Zooals reeds werd opgemerkt, kan hier op de vraag, of de door Enriques voorgestelde vertolking inderdaad alles praesteert, wat hij er van verwacht, niet dieper worden ingegaan; voorloopig lijken de moeilijkheden, zoowel van mathematischen als van taalkundigen aard, nog grooter, dan hij het wil doen voorkomen.

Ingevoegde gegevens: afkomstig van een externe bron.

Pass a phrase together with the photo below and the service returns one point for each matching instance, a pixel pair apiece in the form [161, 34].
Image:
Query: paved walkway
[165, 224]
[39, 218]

Het spreekt wel vanzelf, dat het aangekondigde werk, waarin de Grieksche wetenschap in haar volle uitgebreidheid wordt behandeld en waarin dus van het geheele moderne wetenschappelijke denken de wortels worden blootgelegd en onderzocht, nog op tallooze andere punten aanleiding zou kunnen geven tot een deels instemmende, deels kritiseerende bespreking. Het bovenstaande moge echter toereikend zijn, om belangstelling te wekken voor een onderneming van hooge wetenschappelijke en algemeen cultureele waarde, waarvan de beteekenis voor de beoefening van de wetenschapsgeschiedenis nog nauwelijks is te overzien.